By Brett Fera
Editor in Chief
Arizona Daily Wildcat
Friday, March 11, 2005
What is the purpose of the Arizona Daily Wildcat on the UA campus?
Is it to entertain, or is it to inform?
Is it to question, or is it to give students and campus personnel an opportunity to do the questioning?
The answers might be surprising: It's yes to each of those and many, many more.
But with those responsibilities comes the windfall often created by taking a stance on subject matter that may not be popular, even if it is justified.
Earlier this week with Associated Students of the University of Arizona presidential, vice presidential and senatorial elections chugging along at full steam, the Wildcat released its endorsements for all three executive positions as well as for a handful of senators.

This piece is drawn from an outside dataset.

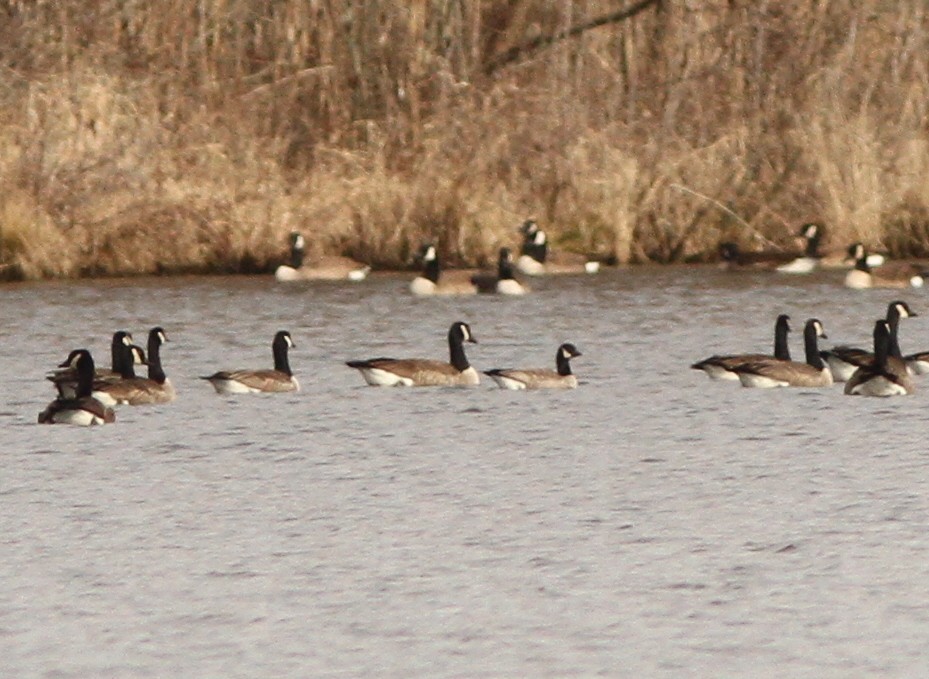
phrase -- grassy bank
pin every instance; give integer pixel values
(177, 136)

We print endorsements because it is our job to inform our readers of information they wouldn't otherwise be privy to, such as the interview session we attempt to conduct with each candidate.

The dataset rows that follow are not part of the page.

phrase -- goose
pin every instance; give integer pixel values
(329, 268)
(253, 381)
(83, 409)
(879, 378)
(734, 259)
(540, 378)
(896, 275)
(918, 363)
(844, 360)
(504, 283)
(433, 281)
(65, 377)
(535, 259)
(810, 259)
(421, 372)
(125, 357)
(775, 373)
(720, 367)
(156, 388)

But as the saying goes, "the people have spoken," with letter after letter, inquiry after inquiry, pouring in questioning the board's motives as well as the tone of the words printed on the page.
On multiple occasions, readers said the board has, specifically with senatorial candidates, been unfairly harsh and demeaning toward "hard-working students who put countless hours" into their campaigns.
Without naming names - we've already done that once, and it appears our point was well taken - it's important to note that a question was posed to multiple candidates as to how much time they have actually put into their campaign to date.
"A few hours," was the candid answer of one candidate, to his credit. The lack of preparation was also obvious based on candidates' inability to answer questions like, "How do you plan to accomplish this task?" or "Does ASUA have the authority to influence this type of change on campus?" It seems some candidates wrote down ideas of things they wanted to see happen with no second thought of the feasibility or necessity on the UA campus.
The board has also been questioned for criticizing some candidates, who regardless of their ideas, "should be commended for simply wanting to run for office and dedicate their time."
However, the opposite logic should be applied.
We should regard the candidates' ideas highly, regardless of how great their desire to run for office.
Experience with ASUA elections is something this opinions board doesn't lack, as multiple members have been part of the board for at least three years' worth of elections. Year after year, candidates run on outrageous platforms that lack foresight and any knowledge of what ASUA's role on campus really is. Our negative endorsements were intended to send a message that something needed to change.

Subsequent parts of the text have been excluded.